Ass.Prof. Katerina Fragkiadaki, Carnegie Mellon University, to speak at ECE-NTUA on October 25, 2019, at 11:00 (Teleteaching Room, Central Library of NTUA)

Lecture Title: Embodied Visual Recognition with Implicit 3D Feature Representations

Abstract: Current state-of-the-art CNNs localize rare object categories in internet photos, yet, they miss basic facts that a two-year-old has mastered: that objects have 3D extent, they persist over time despite changes in the camera view, they do not 3D intersect, and others. We will discuss neural architectures that given video streams learn to disentangle scene appearance from camera and object motion, and distill the former into world-centric 3D feature maps. We will show the proposed architectures learn object permanence, can generate RGB views from novel viewpoints in truly novel scenes, have objects emerge in 3D without human annotations, support grounding of language in 3D visual simulations, and learn intuitive physics in a persistent 3D feature space. In this way, they overcome many limitations of 2D CNNs for video perception, model learning and language grounding.

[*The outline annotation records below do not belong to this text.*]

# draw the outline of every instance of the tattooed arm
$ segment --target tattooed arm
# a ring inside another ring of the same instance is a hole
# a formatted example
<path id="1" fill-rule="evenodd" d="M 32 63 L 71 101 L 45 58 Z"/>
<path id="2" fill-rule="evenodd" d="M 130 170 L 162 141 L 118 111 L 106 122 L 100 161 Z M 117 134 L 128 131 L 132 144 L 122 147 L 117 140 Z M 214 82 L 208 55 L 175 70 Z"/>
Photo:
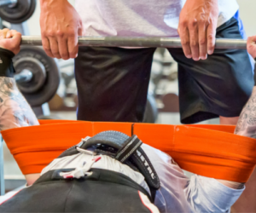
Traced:
<path id="1" fill-rule="evenodd" d="M 256 36 L 247 39 L 247 51 L 256 58 Z M 256 87 L 253 88 L 251 97 L 242 109 L 235 134 L 256 138 Z"/>
<path id="2" fill-rule="evenodd" d="M 0 130 L 38 125 L 32 108 L 13 78 L 0 77 Z"/>
<path id="3" fill-rule="evenodd" d="M 256 139 L 256 87 L 241 112 L 235 134 Z"/>
<path id="4" fill-rule="evenodd" d="M 11 57 L 20 51 L 20 39 L 16 31 L 0 30 L 0 130 L 38 124 L 12 78 Z"/>

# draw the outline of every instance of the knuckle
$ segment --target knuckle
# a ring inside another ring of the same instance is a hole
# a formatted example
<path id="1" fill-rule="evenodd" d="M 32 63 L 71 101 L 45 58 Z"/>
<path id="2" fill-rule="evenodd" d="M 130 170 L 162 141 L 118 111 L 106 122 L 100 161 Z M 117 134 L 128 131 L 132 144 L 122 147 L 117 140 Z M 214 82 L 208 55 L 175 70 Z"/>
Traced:
<path id="1" fill-rule="evenodd" d="M 54 55 L 60 55 L 60 53 L 58 50 L 52 50 L 51 52 Z"/>
<path id="2" fill-rule="evenodd" d="M 194 20 L 190 20 L 189 26 L 195 27 L 195 26 L 197 26 L 197 24 L 198 24 L 198 20 L 196 19 L 194 19 Z"/>
<path id="3" fill-rule="evenodd" d="M 56 35 L 57 37 L 64 37 L 65 33 L 62 31 L 57 31 Z"/>
<path id="4" fill-rule="evenodd" d="M 50 48 L 49 47 L 44 47 L 44 49 L 45 52 L 50 52 Z"/>
<path id="5" fill-rule="evenodd" d="M 189 41 L 188 41 L 188 40 L 182 40 L 181 41 L 181 44 L 183 45 L 183 46 L 187 46 L 187 45 L 189 45 Z"/>
<path id="6" fill-rule="evenodd" d="M 192 41 L 190 43 L 191 47 L 198 47 L 198 42 L 197 41 Z"/>
<path id="7" fill-rule="evenodd" d="M 204 45 L 204 44 L 206 44 L 206 43 L 207 43 L 206 39 L 200 39 L 200 41 L 199 41 L 199 44 L 200 44 L 200 45 Z"/>
<path id="8" fill-rule="evenodd" d="M 55 37 L 55 33 L 53 31 L 49 31 L 45 33 L 45 37 Z"/>
<path id="9" fill-rule="evenodd" d="M 67 53 L 61 54 L 61 56 L 62 59 L 67 59 L 67 58 L 68 58 L 68 54 L 67 54 Z"/>

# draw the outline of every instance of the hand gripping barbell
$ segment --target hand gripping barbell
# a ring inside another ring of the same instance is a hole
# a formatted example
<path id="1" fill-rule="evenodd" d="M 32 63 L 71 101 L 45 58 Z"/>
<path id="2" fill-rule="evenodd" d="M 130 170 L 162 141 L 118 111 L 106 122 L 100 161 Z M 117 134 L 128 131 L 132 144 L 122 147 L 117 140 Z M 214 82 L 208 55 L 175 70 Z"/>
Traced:
<path id="1" fill-rule="evenodd" d="M 79 37 L 79 46 L 105 47 L 163 47 L 182 48 L 177 37 Z M 22 37 L 20 53 L 14 59 L 18 86 L 32 106 L 40 106 L 55 94 L 60 74 L 57 63 L 48 57 L 41 46 L 40 37 Z M 247 48 L 242 39 L 216 39 L 216 49 Z"/>
<path id="2" fill-rule="evenodd" d="M 20 24 L 28 20 L 36 9 L 37 0 L 0 0 L 0 18 Z"/>
<path id="3" fill-rule="evenodd" d="M 42 38 L 22 37 L 21 45 L 42 46 Z M 178 37 L 79 37 L 79 46 L 182 48 Z M 215 49 L 247 49 L 243 39 L 217 38 Z"/>

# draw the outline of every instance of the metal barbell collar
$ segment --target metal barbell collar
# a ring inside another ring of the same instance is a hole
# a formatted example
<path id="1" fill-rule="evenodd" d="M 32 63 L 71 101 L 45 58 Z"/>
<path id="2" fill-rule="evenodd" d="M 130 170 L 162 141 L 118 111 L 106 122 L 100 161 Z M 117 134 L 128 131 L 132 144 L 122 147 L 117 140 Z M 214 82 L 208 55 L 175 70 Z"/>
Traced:
<path id="1" fill-rule="evenodd" d="M 33 74 L 30 70 L 24 69 L 20 73 L 15 75 L 15 79 L 17 83 L 30 82 Z"/>
<path id="2" fill-rule="evenodd" d="M 42 46 L 41 37 L 24 36 L 21 45 Z M 178 37 L 79 37 L 79 46 L 182 48 Z M 246 49 L 243 39 L 217 38 L 215 49 Z"/>

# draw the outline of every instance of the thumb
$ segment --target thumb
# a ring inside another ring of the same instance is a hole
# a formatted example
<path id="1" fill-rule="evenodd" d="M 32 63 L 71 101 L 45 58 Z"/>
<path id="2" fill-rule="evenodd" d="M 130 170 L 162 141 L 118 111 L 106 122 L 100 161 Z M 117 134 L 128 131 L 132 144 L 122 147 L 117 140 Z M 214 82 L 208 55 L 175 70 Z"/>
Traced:
<path id="1" fill-rule="evenodd" d="M 21 42 L 21 33 L 16 32 L 16 31 L 10 31 L 10 37 L 12 37 L 13 42 L 15 42 L 15 43 L 20 43 Z"/>

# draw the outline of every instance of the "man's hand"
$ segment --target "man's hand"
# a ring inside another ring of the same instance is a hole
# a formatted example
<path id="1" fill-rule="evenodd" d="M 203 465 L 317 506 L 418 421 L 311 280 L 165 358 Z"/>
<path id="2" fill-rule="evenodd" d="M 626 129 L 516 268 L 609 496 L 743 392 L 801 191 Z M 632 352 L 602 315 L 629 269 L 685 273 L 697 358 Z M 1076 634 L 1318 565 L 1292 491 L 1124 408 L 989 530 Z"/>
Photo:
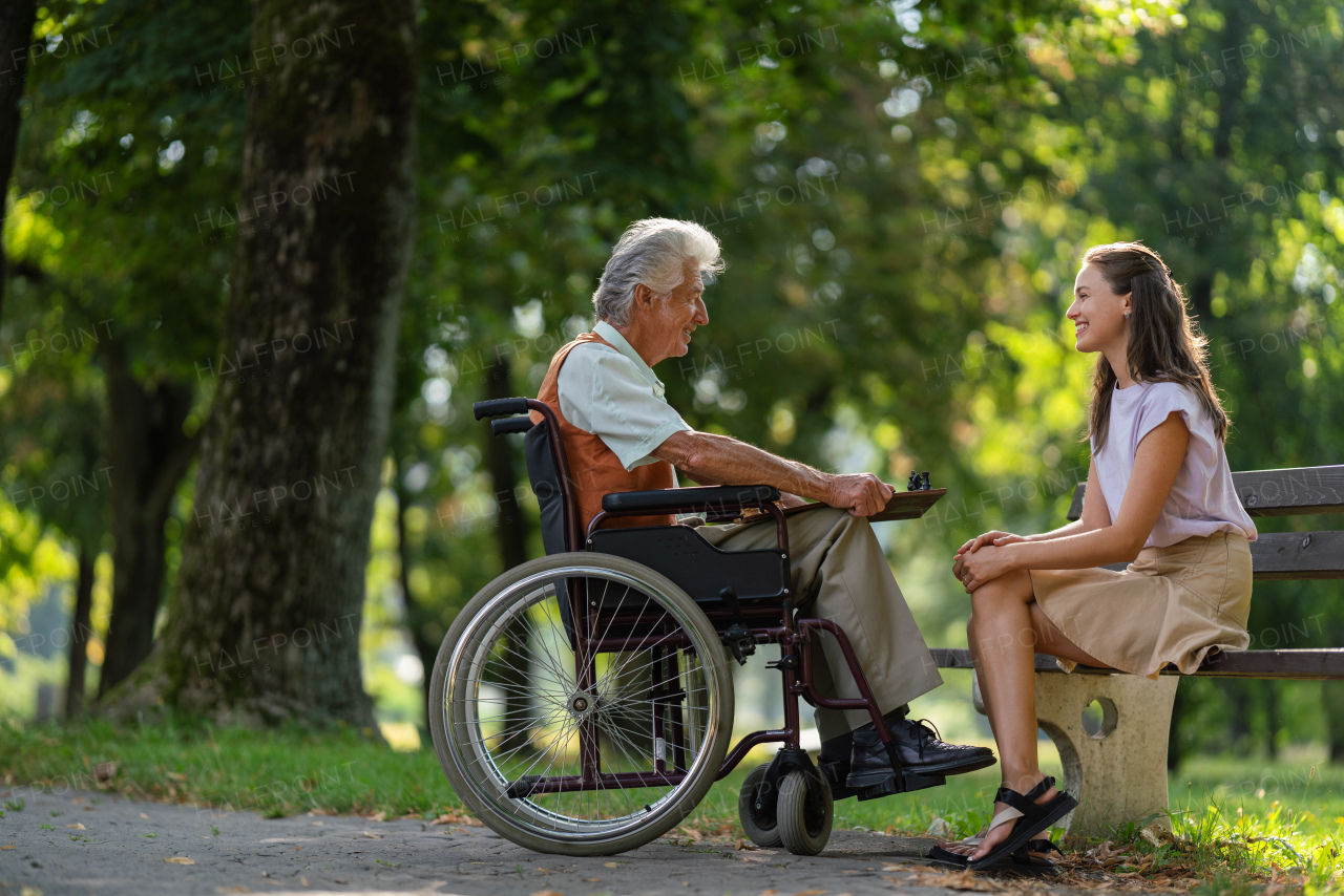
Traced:
<path id="1" fill-rule="evenodd" d="M 891 500 L 891 486 L 872 473 L 832 476 L 827 504 L 849 510 L 849 516 L 874 516 Z"/>

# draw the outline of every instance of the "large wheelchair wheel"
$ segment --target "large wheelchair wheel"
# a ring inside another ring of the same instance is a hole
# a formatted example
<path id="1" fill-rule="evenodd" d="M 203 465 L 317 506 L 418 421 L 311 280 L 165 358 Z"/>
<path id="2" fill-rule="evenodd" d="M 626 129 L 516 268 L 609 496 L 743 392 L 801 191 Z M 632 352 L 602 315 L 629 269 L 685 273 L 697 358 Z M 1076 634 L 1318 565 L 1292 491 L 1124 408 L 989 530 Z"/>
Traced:
<path id="1" fill-rule="evenodd" d="M 605 553 L 524 563 L 482 588 L 430 681 L 434 750 L 491 829 L 603 856 L 681 822 L 718 776 L 732 677 L 695 602 Z"/>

Short CV: Katerina Fragkiadaki is an Assistant Professor in the Machine Learning Department in Carnegie Mellon University. He received her Ph.D. from University of Pennsylvania in 2013 and was a postdoctoral fellow in UC Berkeley and Google research (2013-2016). She has done a lot of work on video segmentation, motion dynamics learning and on the area of injecting geometry into deep visual learning. Her group develops algorithms for mobile computer vision and learning of Physics and common sense for agents that move around and interact with the world. She received a best Ph.D. thesis award in 2013 and served as the area chair in CVPR 2018, ICML 2019/2020, ICLR 2019, CVPR 2020.